As seen above, the track's Chartmetric score was solid when it initially was released in the fall of 2019, then plateaued for a couple of years before the release of the initial Stranger Things fan video. The momentum of "Mary" has sustained beyond the band's blip onto the Hot 100, with interest peaking in mid-September — around Sept. 12, which was right in the middle of the tracking week for the Sept. 24 chart and a day before a scheduled Spotify Live event that unexpectedly crashed the streaming service.
"Mary" is regaining momentum this month, thanks in part to the track being included on Halloween-themed playlists like Spotify's Halloween Party, which currently boasts 701.8K followers.
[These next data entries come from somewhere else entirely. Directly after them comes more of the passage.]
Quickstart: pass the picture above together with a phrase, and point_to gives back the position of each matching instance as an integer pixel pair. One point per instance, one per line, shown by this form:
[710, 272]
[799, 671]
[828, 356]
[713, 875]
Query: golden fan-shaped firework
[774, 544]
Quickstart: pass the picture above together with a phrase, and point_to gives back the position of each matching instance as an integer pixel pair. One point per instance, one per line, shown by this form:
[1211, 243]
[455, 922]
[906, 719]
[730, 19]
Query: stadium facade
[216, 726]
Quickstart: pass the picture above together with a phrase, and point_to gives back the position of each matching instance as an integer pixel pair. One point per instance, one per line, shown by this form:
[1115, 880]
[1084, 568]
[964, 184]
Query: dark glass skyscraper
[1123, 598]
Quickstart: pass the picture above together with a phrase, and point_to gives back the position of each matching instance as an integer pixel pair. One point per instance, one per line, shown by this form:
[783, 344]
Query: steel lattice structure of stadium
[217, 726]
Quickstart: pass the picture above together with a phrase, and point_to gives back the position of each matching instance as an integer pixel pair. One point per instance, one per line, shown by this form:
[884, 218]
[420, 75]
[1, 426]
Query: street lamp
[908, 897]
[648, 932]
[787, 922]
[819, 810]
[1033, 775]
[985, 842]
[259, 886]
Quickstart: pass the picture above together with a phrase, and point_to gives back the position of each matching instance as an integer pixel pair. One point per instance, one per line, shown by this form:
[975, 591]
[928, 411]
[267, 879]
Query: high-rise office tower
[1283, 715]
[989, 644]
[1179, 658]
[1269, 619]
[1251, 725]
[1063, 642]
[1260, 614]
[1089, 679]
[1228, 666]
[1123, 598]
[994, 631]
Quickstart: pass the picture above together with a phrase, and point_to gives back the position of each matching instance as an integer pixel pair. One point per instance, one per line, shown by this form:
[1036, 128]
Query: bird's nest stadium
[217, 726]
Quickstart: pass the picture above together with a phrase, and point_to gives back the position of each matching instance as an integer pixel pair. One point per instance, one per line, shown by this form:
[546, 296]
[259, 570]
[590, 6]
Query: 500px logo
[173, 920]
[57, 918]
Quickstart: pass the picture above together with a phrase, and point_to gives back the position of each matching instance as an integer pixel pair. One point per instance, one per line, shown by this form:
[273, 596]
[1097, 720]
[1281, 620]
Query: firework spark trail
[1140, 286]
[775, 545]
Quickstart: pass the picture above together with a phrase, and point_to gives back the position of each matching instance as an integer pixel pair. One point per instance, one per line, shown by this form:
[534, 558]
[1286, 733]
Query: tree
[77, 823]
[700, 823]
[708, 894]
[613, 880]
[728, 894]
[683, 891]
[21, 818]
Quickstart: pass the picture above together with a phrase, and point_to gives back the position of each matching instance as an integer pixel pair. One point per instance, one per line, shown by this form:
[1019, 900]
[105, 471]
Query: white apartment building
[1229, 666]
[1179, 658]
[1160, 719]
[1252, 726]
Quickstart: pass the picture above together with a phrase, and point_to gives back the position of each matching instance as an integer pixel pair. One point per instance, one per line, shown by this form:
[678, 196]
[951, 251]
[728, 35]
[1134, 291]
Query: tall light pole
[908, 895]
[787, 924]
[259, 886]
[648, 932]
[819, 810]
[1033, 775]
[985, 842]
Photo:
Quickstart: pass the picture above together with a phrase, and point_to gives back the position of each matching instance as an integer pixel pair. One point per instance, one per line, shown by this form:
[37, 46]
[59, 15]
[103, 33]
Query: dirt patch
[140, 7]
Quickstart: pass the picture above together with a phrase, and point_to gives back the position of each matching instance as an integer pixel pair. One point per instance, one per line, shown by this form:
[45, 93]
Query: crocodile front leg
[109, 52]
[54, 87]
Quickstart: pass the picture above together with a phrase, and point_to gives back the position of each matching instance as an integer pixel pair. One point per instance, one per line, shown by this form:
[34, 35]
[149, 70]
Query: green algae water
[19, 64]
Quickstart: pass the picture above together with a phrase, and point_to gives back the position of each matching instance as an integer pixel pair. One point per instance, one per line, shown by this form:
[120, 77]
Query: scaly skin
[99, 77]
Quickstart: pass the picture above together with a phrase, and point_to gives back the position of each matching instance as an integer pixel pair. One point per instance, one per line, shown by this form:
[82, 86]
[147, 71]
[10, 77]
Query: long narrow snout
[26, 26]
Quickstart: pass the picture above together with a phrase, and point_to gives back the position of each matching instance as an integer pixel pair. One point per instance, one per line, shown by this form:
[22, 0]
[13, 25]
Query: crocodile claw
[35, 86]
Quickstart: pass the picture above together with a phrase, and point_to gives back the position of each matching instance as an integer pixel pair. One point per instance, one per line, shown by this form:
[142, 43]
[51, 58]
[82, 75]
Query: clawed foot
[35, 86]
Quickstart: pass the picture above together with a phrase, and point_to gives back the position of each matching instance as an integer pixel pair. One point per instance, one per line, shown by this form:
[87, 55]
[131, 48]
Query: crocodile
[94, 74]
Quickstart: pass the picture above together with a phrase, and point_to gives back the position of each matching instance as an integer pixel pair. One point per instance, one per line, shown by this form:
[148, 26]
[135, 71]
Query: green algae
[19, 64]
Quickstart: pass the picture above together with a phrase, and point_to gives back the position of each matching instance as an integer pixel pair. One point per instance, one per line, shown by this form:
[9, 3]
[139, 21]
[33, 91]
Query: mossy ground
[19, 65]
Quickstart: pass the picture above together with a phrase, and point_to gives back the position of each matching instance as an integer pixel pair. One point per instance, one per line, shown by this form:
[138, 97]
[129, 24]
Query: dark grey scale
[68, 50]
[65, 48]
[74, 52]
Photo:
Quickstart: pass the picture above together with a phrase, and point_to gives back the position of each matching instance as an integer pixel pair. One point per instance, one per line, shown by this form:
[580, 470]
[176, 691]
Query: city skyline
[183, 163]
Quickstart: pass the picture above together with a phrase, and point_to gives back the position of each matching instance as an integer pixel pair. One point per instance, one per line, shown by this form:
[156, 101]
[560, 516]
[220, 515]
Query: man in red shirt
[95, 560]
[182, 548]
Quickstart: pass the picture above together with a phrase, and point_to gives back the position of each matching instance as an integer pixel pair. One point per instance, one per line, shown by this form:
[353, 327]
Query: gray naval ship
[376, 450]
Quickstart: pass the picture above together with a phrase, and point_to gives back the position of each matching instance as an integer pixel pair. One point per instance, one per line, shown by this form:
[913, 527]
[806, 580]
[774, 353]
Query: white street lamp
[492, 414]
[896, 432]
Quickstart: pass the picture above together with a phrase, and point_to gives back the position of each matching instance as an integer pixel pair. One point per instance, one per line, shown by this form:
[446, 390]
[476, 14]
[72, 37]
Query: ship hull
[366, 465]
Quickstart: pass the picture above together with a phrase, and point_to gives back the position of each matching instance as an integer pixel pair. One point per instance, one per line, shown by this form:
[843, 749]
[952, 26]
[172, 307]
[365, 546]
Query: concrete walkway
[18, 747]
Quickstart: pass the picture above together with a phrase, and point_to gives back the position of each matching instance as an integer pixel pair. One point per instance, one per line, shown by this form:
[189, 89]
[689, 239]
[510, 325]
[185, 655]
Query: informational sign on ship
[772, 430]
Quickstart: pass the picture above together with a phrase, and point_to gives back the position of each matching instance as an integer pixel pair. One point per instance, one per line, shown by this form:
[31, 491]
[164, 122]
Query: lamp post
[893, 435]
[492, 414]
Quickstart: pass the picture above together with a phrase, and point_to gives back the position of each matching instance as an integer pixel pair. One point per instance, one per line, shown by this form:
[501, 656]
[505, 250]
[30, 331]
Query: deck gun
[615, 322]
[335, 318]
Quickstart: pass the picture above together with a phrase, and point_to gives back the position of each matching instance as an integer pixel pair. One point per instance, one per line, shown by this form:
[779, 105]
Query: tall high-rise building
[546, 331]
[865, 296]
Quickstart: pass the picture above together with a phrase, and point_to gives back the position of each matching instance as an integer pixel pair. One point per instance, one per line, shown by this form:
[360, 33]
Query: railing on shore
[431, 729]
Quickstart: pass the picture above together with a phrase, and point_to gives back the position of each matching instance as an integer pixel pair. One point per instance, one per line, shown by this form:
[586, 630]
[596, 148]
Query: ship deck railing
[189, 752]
Ghost and their label, Loma Vista, have also responded smartly to the unexpected popularity of "Mary on a Cross." In August, Ghost released a new version of "Mary On A Cross" that is slowed down and swathed in the reverb that makes so many TikTok hits catnip for creators. A few weeks later, both the original and slowed-down versions of "Mary" were included on [MESSAGE FROM THE CLERGY], which also included "Dance Macabre" and other popular songs by the band like "Spillways," from this year's Impera, and "Square Hammer," from Meloria. Loma Vista also released a video of Ghost playing "Mary" live to commemorate the end of the tour — and to show people curious about the song what Ghost's compelling live show looks like, drawing them into the band's singular world.
While TikTok might be known for helping Pop artists, both past and present, blow up on the charts, it's apparent that the platform is not only genre agnostic but potentially conducive for more niche genres like Metal to reclaim their place in the limelight.